In this unit we will learn two new note values and a rest, as well as a new concept — the rhythmic dot. When a dot is placed at the right side of a notehead, it indicates that half of the note value is added to its length. Therefore, the dotted half note is equal to a half note tied to a quarter note, as shown below. In 3/4 and 4/4, the dotted half note is equal to three beats. Dotted half notes will never occur in 2/4 because they have too many beats for one measure.
The whole note is equal to four quarter notes tied together, or four beats in 4/4. We will never see a whole note in 2/4 or 3/4 because they are too long. The whole note looks different from all of the other notes we have covered because it doesn’t have a stem.
The whole rest is unlike any other rhythmic value because its duration changes depending on the time signature in which it is used. The whole rest indicates that the entire measure should be silent. Therefore, in 2/4 the whole rest is equal to two beats, in 3/4 it is equal to three beats, and in 4/4 it is equal to four beats. The whole rest looks very similar to the half rest, but it is placed just below the staff line, as shown below.
Unit 4 Practice Tools:
Exercises: Play exercises with dotted half notes, whole notes, and whole rests.
Patterns: Dotted half note, whole note, and whole rest rhythm patterns.
Melodies: Dotted half note, whole note, and whole rest melodic phrases.

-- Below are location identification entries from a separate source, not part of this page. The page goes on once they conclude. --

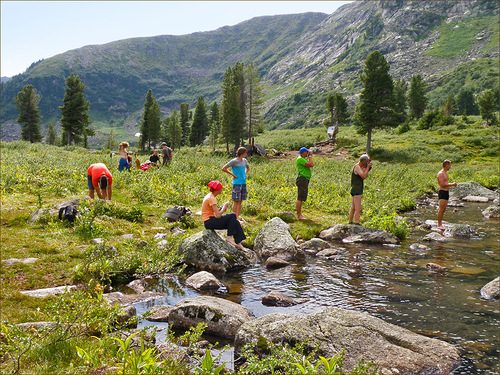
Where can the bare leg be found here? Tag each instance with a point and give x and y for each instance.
(237, 208)
(442, 208)
(356, 201)
(298, 208)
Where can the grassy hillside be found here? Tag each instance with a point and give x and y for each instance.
(36, 175)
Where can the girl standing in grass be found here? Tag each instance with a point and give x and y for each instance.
(239, 169)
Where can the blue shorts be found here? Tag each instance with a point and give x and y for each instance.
(239, 193)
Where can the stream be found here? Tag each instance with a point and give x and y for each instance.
(391, 283)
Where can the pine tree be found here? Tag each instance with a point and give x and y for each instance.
(214, 125)
(51, 138)
(465, 103)
(151, 123)
(338, 109)
(74, 112)
(449, 106)
(254, 98)
(231, 118)
(487, 105)
(199, 128)
(174, 130)
(375, 109)
(27, 101)
(400, 101)
(417, 100)
(184, 122)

There are fewer rhythm exercises in this unit because there are fewer combinations of notes when we use whole notes and dotted half notes. However, don’t be deceived by the simple appearance of these rhythm figures. One of the most common errors of students is to miscount the duration of long notes. Make sure to use a metronome and count every beat of every measure carefully. It is very helpful to use a talking metronome, like the ones found on the Music All the Time website. Also, clap and count and play along with the audio and video recordings for this unit.